In middle age Professor Jones lost his sight in both eyes. Since it was gradual rather than sudden he learnt to read Braille. Of course, even now few African books are available in Braille. So Professor Jones depended on his wife to read to him and to write his books including his autobiography Freetown Bond: A Life under Two Flags in 2012. As one writer summarised Prof. Jones: “for more than 50 years he slept and woke up reading and writing African literature.” Recognition came slowly. In 1966 the first World Festival of Negro Arts awarded its first criticism prize to Prof Jones who did not even know of the event until his landlady showed the announcement in the Guardian newspaper.

In 2002 the African Studies Association of the United Kingdom presented their Distinguished Africanist Award jointly to Professor Eldred and Mrs. Marjorie Jones.

On the last day of the Harare Book fair of 1985, a few of us from West Africa decided that we wanted to give the couple our own award to show our appreciation. We contributed some money and went into the belly of the fair looking for a fitting book for a book man. It would have been appropriate to have given him a book in the new language he had learnt. After all he had spoken of seeing a text with your eyes or feeling a text with your fingers to join the writer in the process of creation.

Being read to does not give you such intimacy with the work. The only book of mine ever translated into Braille is Season of Migration to the South and I had no copy with me. Whatever we get will have to be an ordinary book. It would have to be a big hard back book illustrated lavishly so that Marjorie, a fashion designer before they got married in London in 1952 will enjoy as well. We settled for Ali Mazrui’s The Africans: A Triple Heritage. We wrote appropriately commendable message and signed our names. Ours was a heart cry for something, some organisation to come to our rescue and recognise this giant among us, show that his incredible work was appreciated. But this was Africa that could not even make one book fair function!
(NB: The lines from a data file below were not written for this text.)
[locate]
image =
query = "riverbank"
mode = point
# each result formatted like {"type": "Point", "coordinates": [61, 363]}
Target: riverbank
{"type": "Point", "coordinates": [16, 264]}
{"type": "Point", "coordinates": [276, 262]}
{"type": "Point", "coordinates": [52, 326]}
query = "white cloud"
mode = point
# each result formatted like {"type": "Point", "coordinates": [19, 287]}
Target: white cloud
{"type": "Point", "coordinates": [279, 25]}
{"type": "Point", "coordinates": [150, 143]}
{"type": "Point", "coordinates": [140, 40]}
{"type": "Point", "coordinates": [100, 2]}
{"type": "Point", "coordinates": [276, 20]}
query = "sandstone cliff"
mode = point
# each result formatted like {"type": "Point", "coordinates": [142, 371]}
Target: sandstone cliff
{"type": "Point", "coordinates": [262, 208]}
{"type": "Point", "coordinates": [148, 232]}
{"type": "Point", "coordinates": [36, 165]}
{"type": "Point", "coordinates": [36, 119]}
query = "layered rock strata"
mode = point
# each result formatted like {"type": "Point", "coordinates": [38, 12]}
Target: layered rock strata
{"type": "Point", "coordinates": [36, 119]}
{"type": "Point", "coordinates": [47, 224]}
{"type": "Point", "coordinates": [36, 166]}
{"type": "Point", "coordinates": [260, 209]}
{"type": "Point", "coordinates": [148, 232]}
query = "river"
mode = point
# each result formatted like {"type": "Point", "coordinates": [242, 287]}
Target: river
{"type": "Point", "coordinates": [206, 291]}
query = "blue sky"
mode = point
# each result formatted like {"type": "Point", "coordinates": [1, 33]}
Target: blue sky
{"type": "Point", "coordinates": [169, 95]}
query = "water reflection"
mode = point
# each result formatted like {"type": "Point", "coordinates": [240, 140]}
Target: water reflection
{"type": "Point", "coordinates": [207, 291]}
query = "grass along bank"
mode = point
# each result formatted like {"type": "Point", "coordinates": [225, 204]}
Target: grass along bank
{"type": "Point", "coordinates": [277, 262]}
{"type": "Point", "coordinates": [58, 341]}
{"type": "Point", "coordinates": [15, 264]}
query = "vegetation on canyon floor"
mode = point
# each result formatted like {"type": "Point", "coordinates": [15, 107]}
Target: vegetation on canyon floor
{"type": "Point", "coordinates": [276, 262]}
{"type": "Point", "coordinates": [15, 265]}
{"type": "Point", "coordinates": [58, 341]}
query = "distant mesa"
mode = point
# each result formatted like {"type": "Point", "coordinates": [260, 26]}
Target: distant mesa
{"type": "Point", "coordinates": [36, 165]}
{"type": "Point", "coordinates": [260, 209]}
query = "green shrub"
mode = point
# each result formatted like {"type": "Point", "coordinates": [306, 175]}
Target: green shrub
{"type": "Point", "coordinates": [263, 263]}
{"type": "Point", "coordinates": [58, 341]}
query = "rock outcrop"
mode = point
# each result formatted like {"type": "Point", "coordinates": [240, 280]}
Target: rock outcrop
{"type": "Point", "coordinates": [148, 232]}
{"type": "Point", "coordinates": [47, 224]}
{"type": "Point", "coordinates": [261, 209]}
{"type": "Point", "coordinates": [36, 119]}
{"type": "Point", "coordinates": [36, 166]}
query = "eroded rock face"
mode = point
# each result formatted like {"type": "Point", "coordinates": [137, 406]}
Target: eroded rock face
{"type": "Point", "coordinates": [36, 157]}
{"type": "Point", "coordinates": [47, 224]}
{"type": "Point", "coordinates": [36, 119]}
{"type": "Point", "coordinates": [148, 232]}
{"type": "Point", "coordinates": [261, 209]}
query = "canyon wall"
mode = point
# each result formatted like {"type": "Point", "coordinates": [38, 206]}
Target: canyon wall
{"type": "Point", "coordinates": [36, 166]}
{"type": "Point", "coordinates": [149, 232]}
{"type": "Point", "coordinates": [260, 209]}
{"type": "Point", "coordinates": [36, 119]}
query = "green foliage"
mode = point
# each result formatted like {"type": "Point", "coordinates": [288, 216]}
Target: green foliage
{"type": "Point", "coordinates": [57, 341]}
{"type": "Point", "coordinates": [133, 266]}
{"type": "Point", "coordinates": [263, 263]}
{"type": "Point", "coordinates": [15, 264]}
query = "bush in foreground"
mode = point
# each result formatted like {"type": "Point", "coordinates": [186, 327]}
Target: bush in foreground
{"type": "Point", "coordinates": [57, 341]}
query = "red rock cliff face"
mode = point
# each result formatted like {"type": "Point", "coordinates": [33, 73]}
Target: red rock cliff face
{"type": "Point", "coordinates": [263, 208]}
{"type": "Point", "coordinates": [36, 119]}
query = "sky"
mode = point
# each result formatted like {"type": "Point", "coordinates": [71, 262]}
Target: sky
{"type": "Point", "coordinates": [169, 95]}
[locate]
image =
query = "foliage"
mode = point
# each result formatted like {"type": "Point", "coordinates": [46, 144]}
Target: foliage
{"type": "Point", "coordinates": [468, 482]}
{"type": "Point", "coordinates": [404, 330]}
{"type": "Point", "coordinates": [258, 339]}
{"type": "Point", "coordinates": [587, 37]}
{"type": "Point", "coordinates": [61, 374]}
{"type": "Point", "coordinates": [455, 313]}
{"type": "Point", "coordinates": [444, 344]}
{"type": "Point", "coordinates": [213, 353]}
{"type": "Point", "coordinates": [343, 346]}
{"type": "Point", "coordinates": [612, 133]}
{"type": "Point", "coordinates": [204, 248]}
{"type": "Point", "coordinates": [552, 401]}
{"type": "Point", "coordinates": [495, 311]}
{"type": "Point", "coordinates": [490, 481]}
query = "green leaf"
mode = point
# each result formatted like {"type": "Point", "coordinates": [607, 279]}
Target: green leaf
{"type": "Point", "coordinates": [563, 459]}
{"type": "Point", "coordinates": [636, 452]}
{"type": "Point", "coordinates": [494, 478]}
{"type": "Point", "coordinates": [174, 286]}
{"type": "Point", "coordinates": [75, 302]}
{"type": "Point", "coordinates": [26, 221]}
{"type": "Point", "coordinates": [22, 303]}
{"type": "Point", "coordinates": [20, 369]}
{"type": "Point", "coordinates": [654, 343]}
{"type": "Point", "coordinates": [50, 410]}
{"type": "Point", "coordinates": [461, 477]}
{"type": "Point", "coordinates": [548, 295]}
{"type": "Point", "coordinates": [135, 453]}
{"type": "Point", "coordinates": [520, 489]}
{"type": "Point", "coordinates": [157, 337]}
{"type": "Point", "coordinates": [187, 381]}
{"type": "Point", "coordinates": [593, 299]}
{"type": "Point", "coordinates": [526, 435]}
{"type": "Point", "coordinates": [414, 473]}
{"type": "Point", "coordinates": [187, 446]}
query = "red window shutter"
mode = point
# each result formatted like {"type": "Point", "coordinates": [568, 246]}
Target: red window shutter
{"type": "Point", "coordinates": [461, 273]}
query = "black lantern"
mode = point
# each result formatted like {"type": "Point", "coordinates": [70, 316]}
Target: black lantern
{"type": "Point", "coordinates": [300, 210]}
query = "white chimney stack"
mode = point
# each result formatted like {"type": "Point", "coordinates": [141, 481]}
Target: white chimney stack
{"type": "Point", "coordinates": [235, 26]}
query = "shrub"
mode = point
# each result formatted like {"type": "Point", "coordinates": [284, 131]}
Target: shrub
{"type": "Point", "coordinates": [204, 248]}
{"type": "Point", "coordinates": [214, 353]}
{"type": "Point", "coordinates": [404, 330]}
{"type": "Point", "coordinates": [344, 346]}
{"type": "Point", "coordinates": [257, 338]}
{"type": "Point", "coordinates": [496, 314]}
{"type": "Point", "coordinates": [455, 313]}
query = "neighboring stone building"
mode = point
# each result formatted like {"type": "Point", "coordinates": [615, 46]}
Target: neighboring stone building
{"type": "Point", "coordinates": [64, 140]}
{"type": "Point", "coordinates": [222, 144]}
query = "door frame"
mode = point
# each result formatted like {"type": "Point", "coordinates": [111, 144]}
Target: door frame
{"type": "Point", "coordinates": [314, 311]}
We were to argue afterwards as to the idea of giving them a book instead of cloth material, painting or sculpture or any other work of art.
The enormity of the work that Prof Jones did, including the sheer physicality of editing issue after issue of the African Literature Today. And the fact that the wife had to write it down after and read to him, it is too much. His work and the work of his wife are central to “the establishment of the study of African writing in the new universities of Africa, Britain and North America.”

“Sierra Leone and Africa may have lost the body of Eldred Jones, but his knowledge, wisdom, and grace live on in all those who have encountered the man and his work.”